I found this article to be particularly interesting because it possessed many aspects that are similar or related to topics I have discussed in business classes. I recognized the first business characteristic in the following quote:
“…the decline of the aura can be attributed to the desire of the masses to bring things close to themselves and to their tendency to equate all things, to sense, as Benjamin puts it, the universal equality of things. This tendency is itself the effect of the mode of production, for what Benjamin seems to be describing is the effect of commodity fetishism on human perception. The abstraction makes exchange possible and that underlies what Marx calls the ‘mystery of money’ has led the masses to see things as equivalent.” (28)
This quote contains the idea that supports our entire economy and all economic transactions and activities across the world: the human ability to see material items as equivalent to a monetary value. This capability gives the ideas behind supply and demand the traction on which it can support its claims.
Secondly, the issue this article addresses of the inequality associated with gender. From the time that women made their first appearances in the workforce there have been obstacles created to limit their level of success to be much less than that of a man. This article describes many sexist ideologies that represent an aspect of society’s aversion to women in the workplace.
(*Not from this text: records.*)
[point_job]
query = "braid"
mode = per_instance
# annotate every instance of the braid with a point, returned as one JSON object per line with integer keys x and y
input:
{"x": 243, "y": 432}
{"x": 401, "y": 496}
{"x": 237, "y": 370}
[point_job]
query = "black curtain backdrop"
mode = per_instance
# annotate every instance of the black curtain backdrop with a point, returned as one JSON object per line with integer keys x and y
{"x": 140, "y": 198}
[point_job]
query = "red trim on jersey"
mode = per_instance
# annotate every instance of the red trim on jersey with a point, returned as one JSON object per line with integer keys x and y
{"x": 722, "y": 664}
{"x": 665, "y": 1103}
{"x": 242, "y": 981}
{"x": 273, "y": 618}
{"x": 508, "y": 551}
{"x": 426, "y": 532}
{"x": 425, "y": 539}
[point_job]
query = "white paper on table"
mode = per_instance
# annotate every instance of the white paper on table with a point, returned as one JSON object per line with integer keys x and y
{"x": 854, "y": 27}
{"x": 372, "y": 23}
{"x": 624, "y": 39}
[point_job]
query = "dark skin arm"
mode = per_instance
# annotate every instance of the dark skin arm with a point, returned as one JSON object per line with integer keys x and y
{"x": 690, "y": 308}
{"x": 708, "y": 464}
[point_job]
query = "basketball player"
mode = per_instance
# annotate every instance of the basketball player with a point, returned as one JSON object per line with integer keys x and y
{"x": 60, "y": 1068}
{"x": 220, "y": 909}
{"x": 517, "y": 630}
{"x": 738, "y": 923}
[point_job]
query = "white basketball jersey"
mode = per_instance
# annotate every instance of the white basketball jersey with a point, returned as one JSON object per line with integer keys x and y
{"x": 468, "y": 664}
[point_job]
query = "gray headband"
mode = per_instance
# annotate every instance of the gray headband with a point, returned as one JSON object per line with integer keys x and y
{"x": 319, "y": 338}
Fascism and the idea of “virility” emphasis the positive aspects of a leader: strength, forcefulness, intelligence, and power. Virility identifies these characteristics as strictly “manly”, and emphasizes the identification of what were considered “feminized” characteristics as negative and harmful to the potential success and power of men. The chapter describes that “in fascist discourse, gender and sex are not to be mixed and matched: virility is the property of man, and femininity the property of women…The adjectives ‘masculine’ and ‘virile’ as applied to women were exclusively terms of abuse meant to deride the intellectual, ‘feminist,’ and hence sterile woman not properly devoted to her reproductive mission.” (17) Prejudices such as this are what contributed to developments of obstacles such as the glass ceiling effect, income disparities, and occupational segregation.


Marinetti’s view of marriage and the family as threats to virility are in direct contrast to Mussolini’s demographic campaign promoting “fecundità” (birth rate). In his Ascension Day Speech of 1927, Mussolini declared “that the most fundamental, essential element in the political, and therefore economic, and moral influence of a nation lies in its demographic strength”. The campaign increased welfare benefits, tax breaks and gave recognition to women who bore many children. For Marinetti,”divorce, free love and destruction of the bourgeois family” would protect virility but this is in contrast to the family values present in rural societies. Women are needed to make society work. What I find fascinating is the fact that women were “fanatic” supporters of the regime. Macciocchi blames women’s masochism for their support of fascism. This “masochistic pleasure derived from the sacrifices requested of them” (p.26). Sacrifices were always requested of women in rural societies, now at least they were being in some way recognized for these sacrifices. A theory that relegated women to mere bearers of children, furnishing men to fight in war negated any idea of unity in society.